Confronted with a sluggish global economy, US companies have settled on a controversial tool that rewards shareholders and executives: share buybacks.
First permitted by the US Securities and Exchange Commission in 1982, the use of share buybacks has spread rapidly over the past five years due in part to pressure from activist investors anxious for a quick payoff.
When companies buy back shares, the shares remaining on the market rise in value due to the tighter supply, an immediate boon to shareholders. Executives also benefit when their compensation is tied to the share price, often through rich stock options.
However, critics point out that companies spending billions of dollars of shareholder funds on buybacks means the funds are not being invested in new plants, higher salaries and other areas that boost the company and the broader economy.
Over the past two years, at least 20 percent of S&P 500 companies have trimmed their share count by at least 4 percent, S&P Dow Jones Indices analyst Howard Silverblatt said.
The net effect is to increase the companies’ earnings-per-share by at least 4 percent. However, as a study by University of Chicago professors Daniel Bens, Franco Wong and Douglas Skinner showed, that gain “cannot be attributed to improved firm performance.”
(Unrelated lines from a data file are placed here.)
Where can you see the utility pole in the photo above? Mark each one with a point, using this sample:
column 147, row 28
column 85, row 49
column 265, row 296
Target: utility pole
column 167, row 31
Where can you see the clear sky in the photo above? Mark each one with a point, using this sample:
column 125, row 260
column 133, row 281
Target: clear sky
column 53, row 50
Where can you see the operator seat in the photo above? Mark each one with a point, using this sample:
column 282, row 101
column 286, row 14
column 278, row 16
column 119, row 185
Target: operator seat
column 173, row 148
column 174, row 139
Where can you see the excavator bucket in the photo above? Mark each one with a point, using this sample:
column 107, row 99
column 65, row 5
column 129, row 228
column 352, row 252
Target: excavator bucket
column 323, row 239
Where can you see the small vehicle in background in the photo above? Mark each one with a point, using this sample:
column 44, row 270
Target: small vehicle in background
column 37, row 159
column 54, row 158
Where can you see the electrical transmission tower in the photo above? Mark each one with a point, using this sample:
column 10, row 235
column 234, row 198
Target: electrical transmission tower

The surge in spending on buybacks has been huge. In 2009, the 500 biggest publicly traded companies in the US spent 27.5 percent of their US$500 billion in operating profits on buybacks, according to S&P Indices.
By last year, they had spent 64.7 percent of US$885.3 billion in earnings on buybacks.
Apple Inc led the way last year, putting US$37 billion in buybacks, followed by Microsoft Corp with US$17.9 billion and Qualcomm Inc with US$11.6 billion.
Making that possible has been the companies’ lofty cash holdings, which stood at US$1.3 trillion at the end of last year among the S&P 500, according to Silverblatt.
They “have to do something with their cash,” Silverblatt said.
However, some also take advantage of low interest rates to borrow money to fund buybacks. Apple in February announced a debt offering of US$12 billion to finance buybacks and share dividends, even as it holds more than US$200 billion in cash, much of it overseas.
The market has taken a kind view of buybacks. Shares of 100 companies that undertook buybacks in 2014 outperformed competitors who used funds to build factories or hire employees, according to a study by Barclays PLC. And buybacks have accounted for about 21 percent of the rise of the S&P 500 since 2009, according to S&P Dow Jones Indices.
However, not everyone is sold.
For one, critics point out that frequently, buybacks mask poor performance: A buyback can increase a company’s earnings per share even as overall earnings fall.
William Lazonick, an economist at the University of Massachusetts at Lowell, said buybacks also do not ensure companies stay prosperous by investing in their businesses.
“You are manipulating the stock prices,” he said. “And then you are not creating value. You are extracting value that workers and taxpayers and others created. The only logic is that the people who are making those decisions want to get stock prices up so they can sell the stock and enrich themselves.”
Politicians, too, have taken up the issue.
Democratic US presidential hopeful Hillary Rodham Clinton, the favorite to win her party’s nomination for president, last year said that she supports reforms to ensure that buybacks are not used just to boost share prices.
US Senator Elizabeth Warren from Massachusetts also favors reining in the “sugar high” from buybacks.
Critics say there is also a link between runaway buybacks and the rising gap between rich and poor.
“If the US is to achieve economic growth with an equitable income distribution and stable employment opportunities, government rule-makers and business decisionmakers must take steps to bring both executive pay and stock buybacks under control,” Lazonick wrote in an April 2014 paper.